異材溶接とは、異なる材質の母材同士を溶接し、異材継手を作製することをいいます。この場合の「異なる材質」とは、金属材料が持っている物理的性質や化学的性質等を指し、同じ鋼でも、例えば高張力鋼と耐候性鋼の溶接は異材溶接となります。異材溶接において、健全な溶接継手を作製するためには、適切な溶接材料の選定と溶接条件(希釈率)の管理が必要になります。異材溶接にはさまざまな母材の組合せがありますが、本稿では比較的適用されることが多い、ステンレス鋼と炭素鋼の異材溶接を中心に解説します。
ステンレス鋼と炭素鋼・低合金鋼および、ステンレス同士の異材溶接における溶接材料の選定に関する基本的な考え方は以下のとおりです。
①継手に要求される性能(機械的性能、耐食性など)がどちらかの母材以上になるようにする。
②シェフラーの組織図などを用いて、異材継手における溶接金属の化学成分を予測し、2~20%のフェライトを含むオーステナイト鋼溶接金属が得られる溶接材料を選定する(高温割れ防止)。
③母材HAZに対するPWHTの要否を考慮して候補を選定する。
④溶接物が熱サイクルの激しい環境で使用される場合は、熱膨張係数が両母材の中間となるようにする。
⑤コストも考慮して候補を選定する。
表1 異材溶接における溶接材料の種類
具体的な母材の組合せと選定される溶接材料の組合せについては、表1に示す「神鋼溶接総合カタログ」に記載の表のとおりです。今回は表1の中から、特に適用されることが多いステンレス鋼と炭素鋼の異材溶接の説明を以下に述べます。
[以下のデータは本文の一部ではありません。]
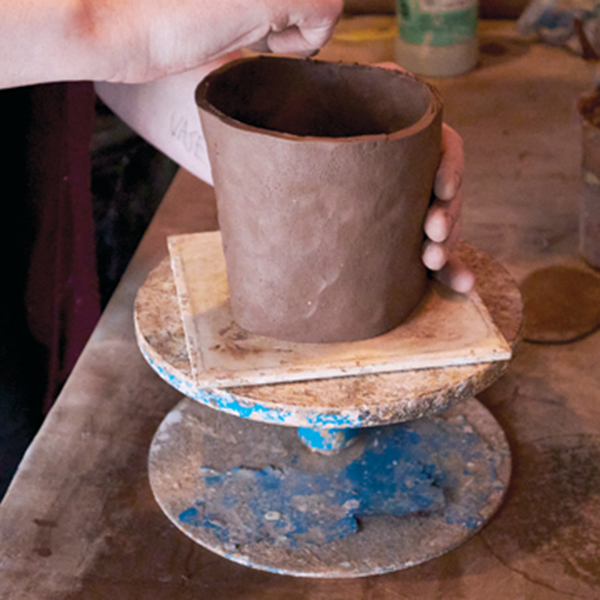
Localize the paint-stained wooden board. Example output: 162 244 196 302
169 232 511 388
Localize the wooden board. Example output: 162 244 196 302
168 232 511 388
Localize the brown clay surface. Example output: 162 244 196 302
197 57 441 342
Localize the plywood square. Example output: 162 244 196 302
168 232 511 387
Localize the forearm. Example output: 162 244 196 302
0 0 342 87
0 0 100 88
95 59 239 184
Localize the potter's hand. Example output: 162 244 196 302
423 123 475 293
375 62 475 294
0 0 343 88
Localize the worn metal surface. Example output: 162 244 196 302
0 22 600 600
149 399 510 578
135 244 522 428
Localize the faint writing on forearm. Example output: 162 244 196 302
170 111 206 162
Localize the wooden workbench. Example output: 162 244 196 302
0 23 600 600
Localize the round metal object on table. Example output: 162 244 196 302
149 399 510 578
135 243 523 429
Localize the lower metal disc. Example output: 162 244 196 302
149 398 511 578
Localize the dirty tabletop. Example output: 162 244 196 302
0 22 600 600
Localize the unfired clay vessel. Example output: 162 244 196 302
196 57 442 342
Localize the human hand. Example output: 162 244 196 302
423 123 475 294
99 0 343 83
375 62 475 294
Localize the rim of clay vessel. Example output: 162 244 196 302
196 56 442 142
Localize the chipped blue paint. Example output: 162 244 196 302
298 427 360 452
140 346 364 429
179 420 503 551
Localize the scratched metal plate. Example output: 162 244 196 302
149 399 511 578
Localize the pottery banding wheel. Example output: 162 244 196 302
135 244 522 577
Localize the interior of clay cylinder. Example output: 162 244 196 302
198 58 431 138
196 57 442 343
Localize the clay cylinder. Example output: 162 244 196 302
196 56 442 342
578 93 600 269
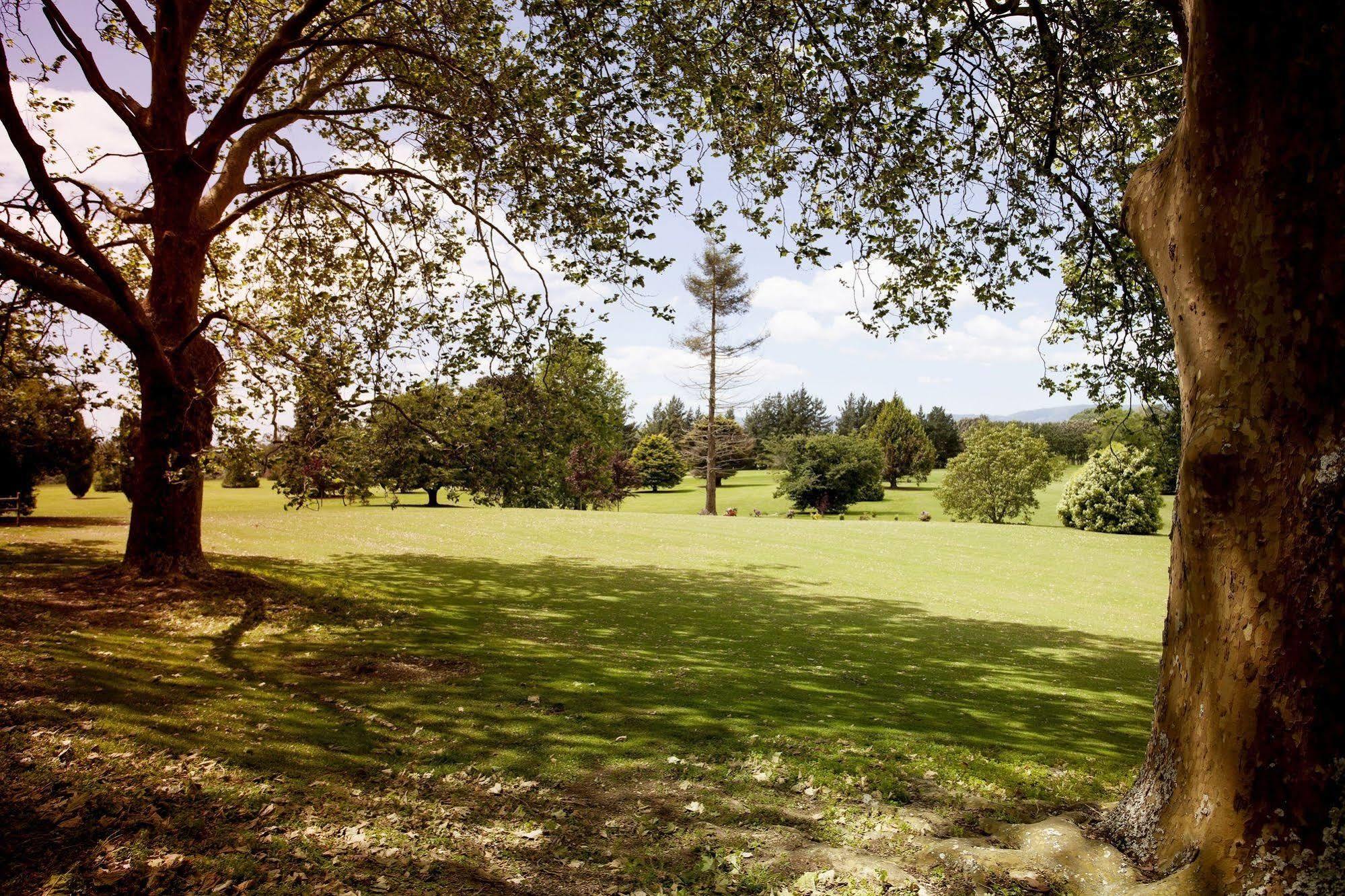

オーステナイト系、マルテンサイト系、フェライト系ステンレス鋼と炭素鋼の溶接には、主に309系の溶接材料を適用します。マルテンサイトによる硬化と高温割れの発生を防ぐために、溶接金属に数%のフェライトを含有させる必要があるためです。
異材溶接金属の成分は、母材および溶接材料の成分と母材希釈率から計算することができ、これを逆算して適正な溶接材料と希釈率を選定します。また、シェフラーの組織を用いることで、これらを簡便に推定することができます。例えばSUS304と軟鋼(SS400)の溶接の場合、図1に示すように、プロットされた2つの母材を結ぶ直線を相対希釈率で案分した点(同等の場合は中点)を求め、その点と溶接材料(309系)の化学組成を直線で結び、この直線を両母材の平均希釈率で案分した点が溶接金属の化学組成となります。フェライトが数%含まれるような範囲が希釈率の管理範囲と推定できます。309系の溶接材料を使用しても、溶接の際に炭素鋼側の溶込みを大きくしてしまうと、溶接金属中のフェライトが減少し、高温割れのリスクが上昇してしまうことがわかります。
なお、溶接継手が激しい熱サイクルを受ける場合や、高温で長時間使用される場合、PWHTを行う場合は、Ni基合金系の溶接材料を適用します。理由としては、Ni基合金は炭素鋼とオーステナイト系ステンレス鋼の中間の熱膨張係数であるため熱サイクルによる熱疲労が比較的起こりづらいことや、高温環境下でもC原子が拡散しづらく、母材の脱炭・浸炭現象を防止できることなどが挙げられます。PWHTの条件は、継手に要求される性能を考慮して決定します。
二相ステンレス鋼も、オーステナイト系ステンレス鋼との異材溶接と同様、主に309L系の溶接材料を適用します。表1では309LMo系を記載していますが、ステンレス鋼と低合金鋼の異材溶接の場合、309Lでは強度が不足する場合があるためです。SUS329J3Lのような汎用二相ステンレスや、SUS821L1のような省合金型二相ステンレス鋼と炭素鋼の溶接には2209系の溶接材料を適用することもできます。SUS327L1のようなスーパー二相ステンレス鋼と炭素鋼の溶接には、329J4L系の溶接材料を適用することもできます。
溶接材料選定を中心に述べましたが、実施工においては予熱、パス間温度、PWHT、溶接条件についても十分に考慮される必要があります。オーステナイト系ステンレスと炭素鋼の場合には、電気抵抗の低い炭素鋼側にアークが偏りやすいため、溶接電流が高すぎる場合には希釈が過大となり適正な溶接金属成分とはならず、低すぎる場合にはステンレス側の融合不良が生じやすくなります。
それぞれの異材溶接部位について十分な配慮を行い、確認を行うことが重要です。